The scheduling gods may knock LSU out of the running for the national championship, in other words.


Conversely, Penn State has the feel of a squad stuck in the zone of “good, but not good enough.”

When the CFP expanded to 12 teams, PSU was widely seen as one of the big winners. Under the four-team system, the Nittany Lions perpetually found themselves with a 10-2 record and sitting on the outside of the B1G title game and CFP. The ‘24 season played out the same way as usual; however, the Nittany Lions got a CFP shot by virtue of the expanded field.

PSU bumped up against a new version of the glass ceiling in the ‘24 postseason. Wins over SMU and Boise State in the CFP definitely count for something. Once the Nittany Lions went up against a team with equal talent in Notre Dame in the semifinals, however, they came up short. It was a novel spin on a familiar story: Penn State put together its customarily strong regular season, but we’re not talking about a program with the goods to win it all.

This year, the Nittany Lions again look like one of the safer bets to make the field of 12. In addition to a pillowy soft slate of non-conference games, PSU hosts Oregon and travels to Iowa and Ohio State.
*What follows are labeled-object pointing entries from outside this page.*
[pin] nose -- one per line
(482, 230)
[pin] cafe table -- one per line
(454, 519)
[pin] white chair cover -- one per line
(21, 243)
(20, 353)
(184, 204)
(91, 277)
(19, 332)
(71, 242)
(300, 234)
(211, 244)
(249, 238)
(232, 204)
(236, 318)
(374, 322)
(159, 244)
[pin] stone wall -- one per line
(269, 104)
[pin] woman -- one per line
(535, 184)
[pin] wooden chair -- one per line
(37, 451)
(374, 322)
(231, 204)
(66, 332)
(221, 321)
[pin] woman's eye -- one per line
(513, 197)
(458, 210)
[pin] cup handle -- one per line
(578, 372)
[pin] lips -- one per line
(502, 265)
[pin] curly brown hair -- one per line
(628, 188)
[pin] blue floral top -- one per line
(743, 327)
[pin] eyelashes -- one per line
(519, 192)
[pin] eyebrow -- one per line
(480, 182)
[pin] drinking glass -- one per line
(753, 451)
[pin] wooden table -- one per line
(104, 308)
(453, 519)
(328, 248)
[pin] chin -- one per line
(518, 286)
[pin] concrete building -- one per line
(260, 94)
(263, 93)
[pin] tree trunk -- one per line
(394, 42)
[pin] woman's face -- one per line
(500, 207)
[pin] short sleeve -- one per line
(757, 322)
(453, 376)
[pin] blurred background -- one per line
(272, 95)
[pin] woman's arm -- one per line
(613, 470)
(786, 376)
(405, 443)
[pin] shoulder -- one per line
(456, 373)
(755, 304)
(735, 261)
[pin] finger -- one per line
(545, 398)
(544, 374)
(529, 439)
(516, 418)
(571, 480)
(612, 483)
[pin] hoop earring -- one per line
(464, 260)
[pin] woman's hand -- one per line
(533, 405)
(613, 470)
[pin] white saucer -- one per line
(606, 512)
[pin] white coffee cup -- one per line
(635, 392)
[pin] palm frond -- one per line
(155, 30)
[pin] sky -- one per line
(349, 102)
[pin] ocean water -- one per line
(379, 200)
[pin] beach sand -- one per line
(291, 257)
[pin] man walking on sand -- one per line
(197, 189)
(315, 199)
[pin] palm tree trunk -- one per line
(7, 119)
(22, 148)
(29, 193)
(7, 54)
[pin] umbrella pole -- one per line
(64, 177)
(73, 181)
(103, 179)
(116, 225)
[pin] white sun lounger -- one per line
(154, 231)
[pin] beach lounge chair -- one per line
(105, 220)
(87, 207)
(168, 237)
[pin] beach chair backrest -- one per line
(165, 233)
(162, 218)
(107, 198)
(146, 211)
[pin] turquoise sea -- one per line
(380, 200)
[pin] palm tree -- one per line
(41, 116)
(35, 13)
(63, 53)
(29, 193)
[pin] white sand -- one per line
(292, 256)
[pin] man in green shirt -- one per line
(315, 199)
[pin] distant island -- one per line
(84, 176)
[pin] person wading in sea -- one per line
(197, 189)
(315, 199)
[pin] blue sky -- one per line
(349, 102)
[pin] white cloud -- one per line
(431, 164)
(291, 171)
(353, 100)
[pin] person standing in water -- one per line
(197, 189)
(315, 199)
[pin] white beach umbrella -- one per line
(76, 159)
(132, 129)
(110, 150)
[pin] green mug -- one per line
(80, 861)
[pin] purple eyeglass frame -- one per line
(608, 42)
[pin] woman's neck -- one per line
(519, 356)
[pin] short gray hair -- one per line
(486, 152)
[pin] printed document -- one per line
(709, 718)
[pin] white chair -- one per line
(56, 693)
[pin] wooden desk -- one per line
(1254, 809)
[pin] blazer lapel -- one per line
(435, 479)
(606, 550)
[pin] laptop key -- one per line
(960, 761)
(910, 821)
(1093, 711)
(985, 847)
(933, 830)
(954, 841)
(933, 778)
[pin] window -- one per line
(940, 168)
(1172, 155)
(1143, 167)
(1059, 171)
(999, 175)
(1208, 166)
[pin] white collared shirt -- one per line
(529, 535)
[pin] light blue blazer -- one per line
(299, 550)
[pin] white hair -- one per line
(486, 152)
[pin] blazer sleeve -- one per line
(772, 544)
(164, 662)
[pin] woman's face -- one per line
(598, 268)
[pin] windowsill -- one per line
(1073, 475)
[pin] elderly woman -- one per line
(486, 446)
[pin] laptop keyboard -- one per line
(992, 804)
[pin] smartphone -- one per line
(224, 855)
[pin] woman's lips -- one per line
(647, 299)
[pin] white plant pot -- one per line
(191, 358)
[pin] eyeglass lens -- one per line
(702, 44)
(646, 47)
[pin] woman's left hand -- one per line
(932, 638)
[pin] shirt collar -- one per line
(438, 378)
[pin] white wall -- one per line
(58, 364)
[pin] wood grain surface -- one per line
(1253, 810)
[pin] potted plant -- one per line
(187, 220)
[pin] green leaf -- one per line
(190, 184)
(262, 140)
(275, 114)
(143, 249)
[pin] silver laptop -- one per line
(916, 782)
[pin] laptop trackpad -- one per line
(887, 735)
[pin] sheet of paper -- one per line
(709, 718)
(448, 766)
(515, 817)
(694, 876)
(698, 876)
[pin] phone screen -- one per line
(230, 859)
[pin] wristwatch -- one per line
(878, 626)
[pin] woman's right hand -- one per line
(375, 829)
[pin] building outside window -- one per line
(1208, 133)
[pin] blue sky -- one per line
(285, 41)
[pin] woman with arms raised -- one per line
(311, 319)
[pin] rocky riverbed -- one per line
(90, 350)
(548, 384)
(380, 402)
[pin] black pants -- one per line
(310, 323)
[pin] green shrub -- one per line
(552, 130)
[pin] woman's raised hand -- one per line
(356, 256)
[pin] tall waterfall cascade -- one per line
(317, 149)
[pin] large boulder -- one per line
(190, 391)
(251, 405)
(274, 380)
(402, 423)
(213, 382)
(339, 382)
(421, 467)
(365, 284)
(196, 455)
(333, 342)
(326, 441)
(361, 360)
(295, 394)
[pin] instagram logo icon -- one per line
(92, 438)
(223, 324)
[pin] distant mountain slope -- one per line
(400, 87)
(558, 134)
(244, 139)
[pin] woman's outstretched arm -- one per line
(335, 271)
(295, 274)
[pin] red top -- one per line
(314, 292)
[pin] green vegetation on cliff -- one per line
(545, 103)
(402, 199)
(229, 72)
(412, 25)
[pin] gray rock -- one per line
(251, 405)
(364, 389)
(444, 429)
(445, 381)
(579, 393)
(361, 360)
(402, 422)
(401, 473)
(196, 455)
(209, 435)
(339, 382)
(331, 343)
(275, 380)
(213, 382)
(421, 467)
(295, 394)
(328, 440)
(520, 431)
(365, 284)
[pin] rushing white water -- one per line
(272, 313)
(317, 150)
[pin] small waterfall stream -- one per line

If the Nittany Lions can win one of those three games, they will likely get a CFP bid by avoiding any slip-ups.

At the same time, we’ve seen this movie so often before in Happy Valley. It’s hard to believe PSU suddenly has the depth and star power to beat three or four good teams in a row in the postseason. (Kerry Collins and Ki-Jana Carter aren’t walking through that door.) File teams like Clemson, Notre Dame and Oregon under this heading, too.


Frankly, with the way things are done in college football now, you can’t go wrong picking Ohio State, Georgia or Alabama to win the national championship. Those three programs have won five of the last six titles. Their structural advantages seemingly give them even bigger edges over the rest of the competition in the new format. How many other teams have the depth to survive so many massive games in a compressed time frame?

That doesn’t sound like the parity we were promised by the people who run college football. In the end, I suspect all these changes to the sport’s postseason have amounted to nothing more than reinforcing the status quo.